Marie-Paule Belle, la voix qui ne vieillissait pas
Article du 25 juillet 2026
Marie-Paule Belle s’en est allée, et c’est une époque qui remonte d’un seul souffle, comme une chanson reconnue dès les premières notes.
Je l’avais découverte au temps de Je ne suis pas parisienne, de Nosferatu, de la Maison de papier de la rue Jacob, chez Françoise Mallet-Joris. J’étais alors un jeune poète. Jacques Delfau, son mari, venait d’illustrer mon recueil Par une nuit nouvelle. Cette maison était un lieu d’intelligence et de liberté, où se croisaient écrivains et artistes, dans une élégance à la fois belge et parisienne.

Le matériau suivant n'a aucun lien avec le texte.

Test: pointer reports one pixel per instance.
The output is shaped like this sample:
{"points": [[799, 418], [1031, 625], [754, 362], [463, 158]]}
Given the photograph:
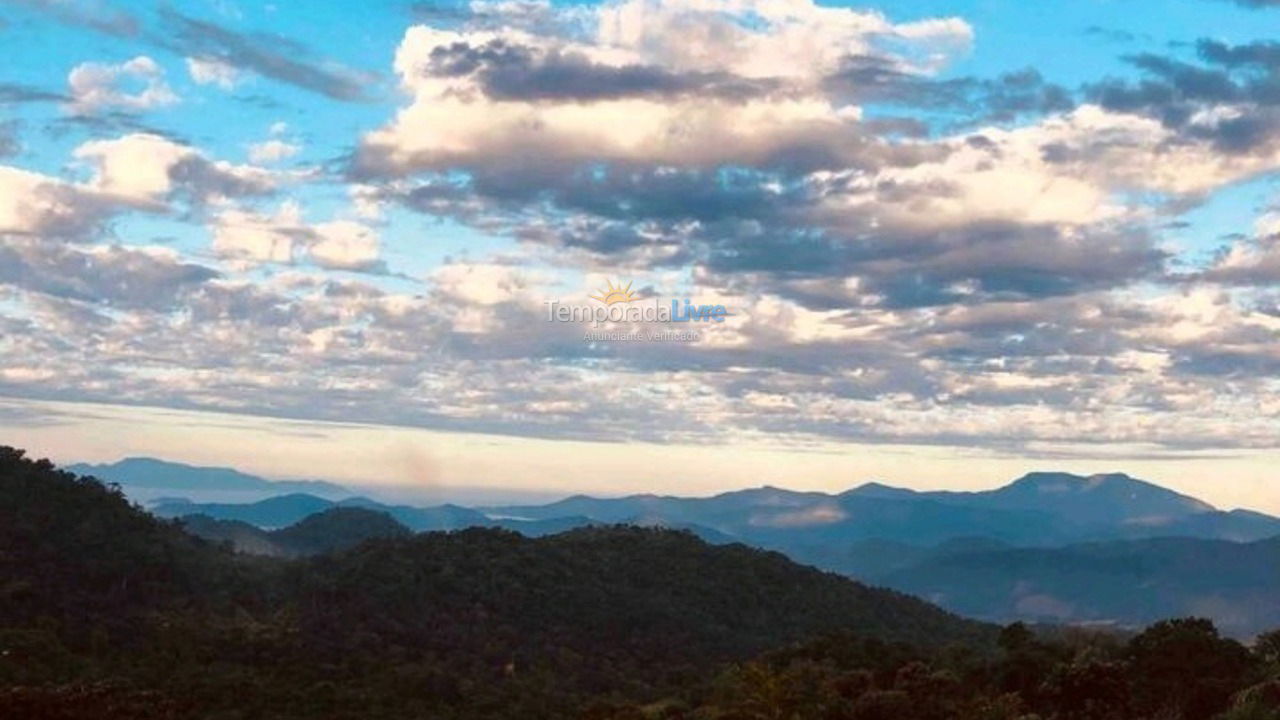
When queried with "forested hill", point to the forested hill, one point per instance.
{"points": [[99, 597]]}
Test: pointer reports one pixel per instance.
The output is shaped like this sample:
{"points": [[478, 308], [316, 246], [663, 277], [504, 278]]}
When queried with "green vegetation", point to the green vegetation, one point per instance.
{"points": [[108, 613]]}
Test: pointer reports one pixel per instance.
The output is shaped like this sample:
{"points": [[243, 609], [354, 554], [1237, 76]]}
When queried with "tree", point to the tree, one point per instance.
{"points": [[1184, 669]]}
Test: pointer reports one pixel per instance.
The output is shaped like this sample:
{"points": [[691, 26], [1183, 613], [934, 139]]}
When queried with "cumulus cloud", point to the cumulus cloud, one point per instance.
{"points": [[99, 86], [209, 71], [284, 237], [272, 151], [41, 205], [149, 168], [673, 82], [269, 55]]}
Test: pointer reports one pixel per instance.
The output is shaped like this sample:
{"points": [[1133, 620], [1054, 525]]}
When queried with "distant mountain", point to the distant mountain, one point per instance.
{"points": [[151, 474], [479, 623], [1040, 509], [289, 509], [1104, 500], [272, 513], [333, 529], [1127, 583]]}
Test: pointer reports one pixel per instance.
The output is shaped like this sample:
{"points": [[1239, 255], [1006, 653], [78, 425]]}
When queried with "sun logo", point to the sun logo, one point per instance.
{"points": [[612, 295]]}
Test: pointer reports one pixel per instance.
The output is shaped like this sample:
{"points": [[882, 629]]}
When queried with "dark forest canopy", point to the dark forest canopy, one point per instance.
{"points": [[106, 611]]}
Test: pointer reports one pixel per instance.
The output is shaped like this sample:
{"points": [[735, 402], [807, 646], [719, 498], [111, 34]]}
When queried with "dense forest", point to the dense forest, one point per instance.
{"points": [[106, 613]]}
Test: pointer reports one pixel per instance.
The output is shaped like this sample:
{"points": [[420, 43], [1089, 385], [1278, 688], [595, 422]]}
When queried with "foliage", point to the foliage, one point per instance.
{"points": [[108, 613]]}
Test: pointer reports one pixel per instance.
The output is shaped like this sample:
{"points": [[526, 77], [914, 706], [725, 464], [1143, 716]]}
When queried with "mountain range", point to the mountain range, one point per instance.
{"points": [[149, 478], [1047, 547], [108, 611]]}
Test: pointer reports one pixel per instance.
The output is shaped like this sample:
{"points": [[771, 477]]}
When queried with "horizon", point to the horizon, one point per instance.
{"points": [[424, 479], [641, 245]]}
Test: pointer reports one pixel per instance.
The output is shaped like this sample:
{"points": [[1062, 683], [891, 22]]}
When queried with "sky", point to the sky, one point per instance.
{"points": [[949, 242]]}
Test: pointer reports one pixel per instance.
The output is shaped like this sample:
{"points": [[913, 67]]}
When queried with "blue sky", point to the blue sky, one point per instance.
{"points": [[1038, 232]]}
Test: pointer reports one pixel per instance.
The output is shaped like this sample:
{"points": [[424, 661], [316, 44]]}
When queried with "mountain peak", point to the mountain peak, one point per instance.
{"points": [[878, 490]]}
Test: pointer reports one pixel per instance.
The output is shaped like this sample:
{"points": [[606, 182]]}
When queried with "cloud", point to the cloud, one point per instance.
{"points": [[13, 92], [133, 172], [9, 142], [40, 205], [147, 169], [113, 276], [272, 151], [205, 71], [1228, 99], [97, 86], [283, 237], [269, 55], [94, 14]]}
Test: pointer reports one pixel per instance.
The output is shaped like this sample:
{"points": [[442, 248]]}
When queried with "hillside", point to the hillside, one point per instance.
{"points": [[1127, 582], [480, 623], [328, 531], [149, 477]]}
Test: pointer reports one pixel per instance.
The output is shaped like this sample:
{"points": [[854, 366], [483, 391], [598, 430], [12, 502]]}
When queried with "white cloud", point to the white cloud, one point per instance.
{"points": [[272, 151], [147, 168], [97, 86], [771, 55], [210, 71], [41, 205]]}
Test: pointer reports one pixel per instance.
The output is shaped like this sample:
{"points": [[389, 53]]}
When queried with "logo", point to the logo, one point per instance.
{"points": [[620, 304], [613, 295]]}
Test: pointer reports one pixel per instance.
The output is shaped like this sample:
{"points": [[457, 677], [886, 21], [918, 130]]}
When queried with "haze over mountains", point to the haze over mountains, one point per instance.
{"points": [[147, 478], [1047, 547]]}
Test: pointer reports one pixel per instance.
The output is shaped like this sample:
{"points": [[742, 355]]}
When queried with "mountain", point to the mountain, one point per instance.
{"points": [[289, 509], [1101, 500], [100, 600], [272, 513], [1040, 509], [1127, 583], [147, 475], [328, 531]]}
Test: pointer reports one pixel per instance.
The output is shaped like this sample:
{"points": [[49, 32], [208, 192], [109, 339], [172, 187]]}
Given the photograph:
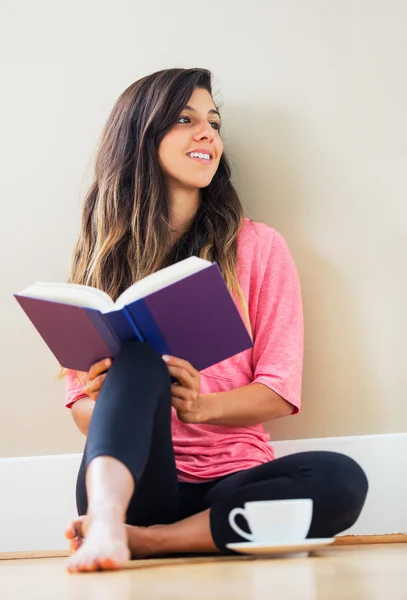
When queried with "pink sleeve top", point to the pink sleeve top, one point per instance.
{"points": [[271, 287]]}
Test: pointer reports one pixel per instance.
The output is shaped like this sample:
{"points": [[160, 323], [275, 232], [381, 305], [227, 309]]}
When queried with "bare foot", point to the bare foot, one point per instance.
{"points": [[100, 542], [75, 534], [139, 539]]}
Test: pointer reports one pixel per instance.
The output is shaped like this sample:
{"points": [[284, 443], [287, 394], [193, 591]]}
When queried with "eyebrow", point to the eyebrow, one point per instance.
{"points": [[212, 111]]}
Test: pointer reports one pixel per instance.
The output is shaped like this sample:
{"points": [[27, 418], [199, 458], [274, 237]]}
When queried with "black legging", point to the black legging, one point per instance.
{"points": [[131, 421]]}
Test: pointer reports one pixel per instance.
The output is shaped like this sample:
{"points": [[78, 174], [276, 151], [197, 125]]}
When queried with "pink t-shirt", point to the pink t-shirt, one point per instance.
{"points": [[270, 285]]}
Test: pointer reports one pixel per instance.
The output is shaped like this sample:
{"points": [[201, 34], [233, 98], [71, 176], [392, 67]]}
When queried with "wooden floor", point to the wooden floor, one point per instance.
{"points": [[376, 572]]}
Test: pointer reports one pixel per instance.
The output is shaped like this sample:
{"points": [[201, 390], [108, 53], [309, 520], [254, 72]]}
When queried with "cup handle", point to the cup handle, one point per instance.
{"points": [[233, 513]]}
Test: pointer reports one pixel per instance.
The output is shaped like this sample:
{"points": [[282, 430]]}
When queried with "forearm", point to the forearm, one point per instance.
{"points": [[82, 412], [245, 406]]}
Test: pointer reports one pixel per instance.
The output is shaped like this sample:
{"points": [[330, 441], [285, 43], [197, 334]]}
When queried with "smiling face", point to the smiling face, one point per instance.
{"points": [[190, 152]]}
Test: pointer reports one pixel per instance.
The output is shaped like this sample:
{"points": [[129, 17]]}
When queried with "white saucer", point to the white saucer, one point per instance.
{"points": [[307, 545]]}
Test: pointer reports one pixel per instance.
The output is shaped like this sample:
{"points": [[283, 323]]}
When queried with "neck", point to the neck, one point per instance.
{"points": [[183, 205]]}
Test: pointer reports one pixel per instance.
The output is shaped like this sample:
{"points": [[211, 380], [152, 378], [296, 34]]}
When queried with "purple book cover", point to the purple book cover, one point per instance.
{"points": [[195, 319]]}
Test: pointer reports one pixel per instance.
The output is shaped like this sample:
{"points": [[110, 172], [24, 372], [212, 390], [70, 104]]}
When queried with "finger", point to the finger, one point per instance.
{"points": [[186, 394], [95, 384], [99, 367], [180, 405], [180, 362], [183, 376]]}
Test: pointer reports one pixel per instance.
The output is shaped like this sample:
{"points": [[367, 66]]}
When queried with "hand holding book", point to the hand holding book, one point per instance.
{"points": [[184, 310]]}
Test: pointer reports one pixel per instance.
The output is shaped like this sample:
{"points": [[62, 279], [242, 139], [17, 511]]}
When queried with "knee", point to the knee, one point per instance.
{"points": [[140, 359], [345, 485]]}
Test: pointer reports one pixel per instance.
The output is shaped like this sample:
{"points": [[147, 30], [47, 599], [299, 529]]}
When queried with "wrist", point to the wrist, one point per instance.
{"points": [[210, 409]]}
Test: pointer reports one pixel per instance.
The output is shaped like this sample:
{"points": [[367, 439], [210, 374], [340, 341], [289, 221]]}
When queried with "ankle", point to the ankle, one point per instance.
{"points": [[102, 510]]}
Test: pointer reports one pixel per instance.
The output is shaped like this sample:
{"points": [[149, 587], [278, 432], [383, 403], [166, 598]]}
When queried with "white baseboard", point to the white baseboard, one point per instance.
{"points": [[37, 496]]}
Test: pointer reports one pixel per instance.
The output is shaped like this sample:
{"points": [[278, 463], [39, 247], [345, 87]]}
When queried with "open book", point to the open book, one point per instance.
{"points": [[184, 310]]}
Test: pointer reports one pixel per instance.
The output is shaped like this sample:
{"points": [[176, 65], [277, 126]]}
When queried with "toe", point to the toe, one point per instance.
{"points": [[74, 528]]}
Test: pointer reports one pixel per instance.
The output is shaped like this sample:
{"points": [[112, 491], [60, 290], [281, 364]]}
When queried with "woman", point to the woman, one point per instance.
{"points": [[165, 463]]}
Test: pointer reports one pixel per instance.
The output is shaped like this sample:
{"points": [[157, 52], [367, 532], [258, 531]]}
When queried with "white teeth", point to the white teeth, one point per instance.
{"points": [[199, 155]]}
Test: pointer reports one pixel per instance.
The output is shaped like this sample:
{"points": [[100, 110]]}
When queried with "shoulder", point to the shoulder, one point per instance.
{"points": [[256, 239]]}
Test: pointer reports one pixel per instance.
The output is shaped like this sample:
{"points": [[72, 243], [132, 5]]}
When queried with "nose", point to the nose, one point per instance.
{"points": [[204, 131]]}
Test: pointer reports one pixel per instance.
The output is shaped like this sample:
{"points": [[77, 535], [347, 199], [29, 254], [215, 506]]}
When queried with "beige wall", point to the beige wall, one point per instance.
{"points": [[315, 97]]}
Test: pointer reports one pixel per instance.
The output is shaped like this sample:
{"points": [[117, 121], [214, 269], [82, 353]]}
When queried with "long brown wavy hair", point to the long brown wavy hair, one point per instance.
{"points": [[125, 232]]}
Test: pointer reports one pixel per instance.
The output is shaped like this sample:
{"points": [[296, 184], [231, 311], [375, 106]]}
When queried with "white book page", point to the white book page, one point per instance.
{"points": [[70, 293], [161, 279], [90, 297]]}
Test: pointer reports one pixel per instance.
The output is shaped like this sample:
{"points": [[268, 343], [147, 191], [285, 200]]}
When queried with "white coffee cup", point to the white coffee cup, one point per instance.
{"points": [[274, 521]]}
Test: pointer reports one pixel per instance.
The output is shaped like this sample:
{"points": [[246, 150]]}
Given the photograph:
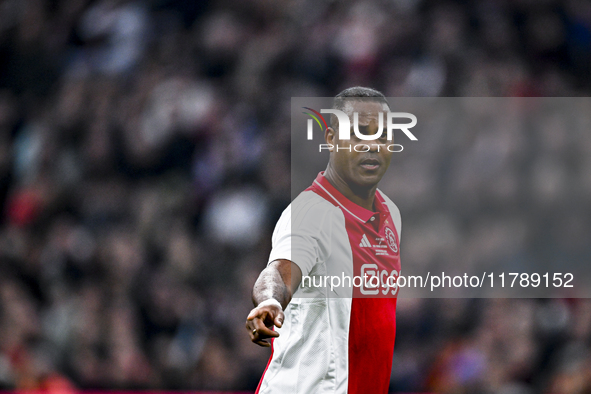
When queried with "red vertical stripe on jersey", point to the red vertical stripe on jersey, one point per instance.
{"points": [[266, 368]]}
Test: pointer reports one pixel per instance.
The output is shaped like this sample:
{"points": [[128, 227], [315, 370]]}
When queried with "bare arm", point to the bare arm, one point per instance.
{"points": [[278, 281]]}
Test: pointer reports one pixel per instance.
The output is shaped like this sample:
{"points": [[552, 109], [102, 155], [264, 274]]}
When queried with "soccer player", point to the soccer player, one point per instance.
{"points": [[333, 340]]}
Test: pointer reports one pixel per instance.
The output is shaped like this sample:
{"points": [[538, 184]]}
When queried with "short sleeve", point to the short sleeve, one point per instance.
{"points": [[300, 236]]}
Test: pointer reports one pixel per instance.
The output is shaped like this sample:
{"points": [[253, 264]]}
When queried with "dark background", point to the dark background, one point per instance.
{"points": [[145, 157]]}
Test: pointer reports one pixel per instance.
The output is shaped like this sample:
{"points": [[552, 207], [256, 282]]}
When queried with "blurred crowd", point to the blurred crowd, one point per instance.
{"points": [[145, 157]]}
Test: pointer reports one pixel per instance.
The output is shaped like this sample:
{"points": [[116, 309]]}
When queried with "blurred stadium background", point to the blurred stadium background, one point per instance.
{"points": [[144, 158]]}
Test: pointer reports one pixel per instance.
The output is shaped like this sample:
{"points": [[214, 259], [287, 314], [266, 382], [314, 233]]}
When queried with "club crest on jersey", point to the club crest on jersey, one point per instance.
{"points": [[391, 239]]}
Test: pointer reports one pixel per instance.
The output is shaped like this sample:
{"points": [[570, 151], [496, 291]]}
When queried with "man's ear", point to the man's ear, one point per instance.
{"points": [[330, 137]]}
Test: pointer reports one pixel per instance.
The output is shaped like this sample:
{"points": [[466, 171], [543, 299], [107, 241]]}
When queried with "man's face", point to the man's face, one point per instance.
{"points": [[361, 169]]}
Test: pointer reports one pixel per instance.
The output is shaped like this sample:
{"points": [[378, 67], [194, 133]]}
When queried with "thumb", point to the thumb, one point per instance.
{"points": [[279, 319]]}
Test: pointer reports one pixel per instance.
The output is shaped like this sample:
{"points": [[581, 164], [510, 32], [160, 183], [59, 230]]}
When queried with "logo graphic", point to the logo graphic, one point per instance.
{"points": [[315, 116], [364, 242], [345, 128], [391, 239]]}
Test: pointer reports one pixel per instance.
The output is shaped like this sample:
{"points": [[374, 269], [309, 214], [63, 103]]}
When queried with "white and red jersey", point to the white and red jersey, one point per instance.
{"points": [[341, 340]]}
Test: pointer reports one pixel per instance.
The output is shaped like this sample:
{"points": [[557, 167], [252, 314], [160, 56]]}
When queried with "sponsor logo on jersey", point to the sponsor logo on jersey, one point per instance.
{"points": [[364, 242], [391, 239]]}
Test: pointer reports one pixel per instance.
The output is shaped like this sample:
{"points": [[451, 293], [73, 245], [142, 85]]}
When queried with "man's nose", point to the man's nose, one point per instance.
{"points": [[374, 146]]}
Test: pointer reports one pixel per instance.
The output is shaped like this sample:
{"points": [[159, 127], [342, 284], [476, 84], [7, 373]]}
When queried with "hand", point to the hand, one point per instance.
{"points": [[260, 321]]}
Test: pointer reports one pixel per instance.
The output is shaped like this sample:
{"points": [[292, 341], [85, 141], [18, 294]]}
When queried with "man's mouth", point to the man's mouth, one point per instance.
{"points": [[370, 164]]}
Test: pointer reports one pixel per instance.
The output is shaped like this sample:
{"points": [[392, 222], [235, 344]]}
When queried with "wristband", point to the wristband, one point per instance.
{"points": [[270, 301]]}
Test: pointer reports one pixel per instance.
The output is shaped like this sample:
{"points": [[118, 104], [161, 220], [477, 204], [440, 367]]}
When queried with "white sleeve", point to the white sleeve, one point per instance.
{"points": [[303, 240]]}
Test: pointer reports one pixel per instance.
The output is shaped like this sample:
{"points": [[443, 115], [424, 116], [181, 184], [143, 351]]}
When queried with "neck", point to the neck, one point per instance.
{"points": [[362, 196]]}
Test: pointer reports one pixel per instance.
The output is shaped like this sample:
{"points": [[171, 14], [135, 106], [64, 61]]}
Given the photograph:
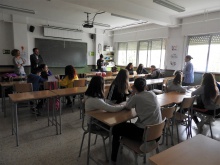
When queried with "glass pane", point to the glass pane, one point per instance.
{"points": [[198, 49], [155, 53], [122, 57], [143, 53], [132, 53], [214, 55]]}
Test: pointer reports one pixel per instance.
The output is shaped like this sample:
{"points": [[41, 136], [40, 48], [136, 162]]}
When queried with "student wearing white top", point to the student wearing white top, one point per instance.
{"points": [[148, 113]]}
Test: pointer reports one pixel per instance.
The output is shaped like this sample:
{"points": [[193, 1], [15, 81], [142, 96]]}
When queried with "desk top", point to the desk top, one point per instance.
{"points": [[112, 118], [70, 91], [199, 150], [20, 97]]}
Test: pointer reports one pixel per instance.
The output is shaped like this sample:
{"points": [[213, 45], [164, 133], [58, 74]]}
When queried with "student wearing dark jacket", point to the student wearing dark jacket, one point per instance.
{"points": [[36, 81]]}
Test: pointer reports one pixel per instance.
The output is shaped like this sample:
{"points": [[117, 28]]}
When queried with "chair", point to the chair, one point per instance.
{"points": [[104, 134], [149, 143], [168, 113], [21, 88], [209, 117], [108, 74], [180, 117]]}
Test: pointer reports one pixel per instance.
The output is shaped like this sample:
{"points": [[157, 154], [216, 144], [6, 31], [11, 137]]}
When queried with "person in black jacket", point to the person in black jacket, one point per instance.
{"points": [[141, 69], [36, 59], [119, 88]]}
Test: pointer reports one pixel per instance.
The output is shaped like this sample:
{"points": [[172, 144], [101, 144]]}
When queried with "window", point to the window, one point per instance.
{"points": [[205, 51], [151, 52]]}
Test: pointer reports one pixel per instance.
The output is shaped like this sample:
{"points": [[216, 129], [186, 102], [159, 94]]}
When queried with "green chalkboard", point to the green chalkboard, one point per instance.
{"points": [[58, 53]]}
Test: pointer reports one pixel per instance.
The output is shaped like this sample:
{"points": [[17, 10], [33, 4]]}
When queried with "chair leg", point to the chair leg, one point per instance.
{"points": [[106, 156], [82, 143]]}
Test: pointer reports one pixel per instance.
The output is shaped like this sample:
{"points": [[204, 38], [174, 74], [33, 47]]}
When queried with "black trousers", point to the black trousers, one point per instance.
{"points": [[128, 130]]}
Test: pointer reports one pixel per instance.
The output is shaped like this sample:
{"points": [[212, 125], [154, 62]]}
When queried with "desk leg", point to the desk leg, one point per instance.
{"points": [[60, 115], [89, 139], [16, 123], [110, 145]]}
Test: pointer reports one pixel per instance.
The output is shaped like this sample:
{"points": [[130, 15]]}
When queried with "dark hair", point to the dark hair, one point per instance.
{"points": [[37, 70], [96, 87], [42, 66], [177, 79], [128, 66], [209, 84], [14, 52], [34, 49], [70, 72], [140, 84], [121, 81]]}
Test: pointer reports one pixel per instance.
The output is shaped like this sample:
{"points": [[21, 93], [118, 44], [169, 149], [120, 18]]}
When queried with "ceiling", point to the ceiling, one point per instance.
{"points": [[72, 11]]}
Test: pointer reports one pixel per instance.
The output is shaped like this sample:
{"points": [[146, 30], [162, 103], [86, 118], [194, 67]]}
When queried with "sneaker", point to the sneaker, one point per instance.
{"points": [[200, 126]]}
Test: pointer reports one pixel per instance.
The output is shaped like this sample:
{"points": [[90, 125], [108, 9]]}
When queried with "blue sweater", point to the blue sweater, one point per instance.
{"points": [[35, 80]]}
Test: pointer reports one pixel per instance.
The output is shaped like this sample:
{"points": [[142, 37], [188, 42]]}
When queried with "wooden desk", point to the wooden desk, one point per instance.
{"points": [[4, 86], [111, 119], [199, 150], [27, 96]]}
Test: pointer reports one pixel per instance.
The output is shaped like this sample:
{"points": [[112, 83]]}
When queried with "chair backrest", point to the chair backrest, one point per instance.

Françoise Mallet-Joris, auteure du Rempart des Béguines, fut la compagne de Marie-Paule Belle. Leur lien portait la force des passions discrètes. Plus tard, Marie-Paule lui rendit un hommage bouleversant (« Comme si tu étais toujours là« ), prolongeant ce dialogue interrompu. Françoise rassemblait les êtres ; Marie-Paule en était la voix chantée.
Chez elle, se mêlaient fantaisie, élégance et mélancolie légère. Une voix immédiatement reconnaissable, un phrasé qui semblait sourire aux mots, une liberté sans posture. Elle chantait les femmes, les amours, les villes, les blessures, avec une grâce singulière.
Rien, chez Marie-Paule Belle, ne semblait avoir vieilli. Sa voix, son allure, sa présence restaient d’une jeunesse intacte. Elle appartenait à ces artistes qui traversent le temps sans devenir des souvenirs.
Aujourd’hui s’éteint une voix unique de la chanson française. Mais il suffit de réécouter ses disques pour retrouver cette présence légère et profonde.
Adieu, Marie-Paule. Les chansons, elles, ne meurent pas.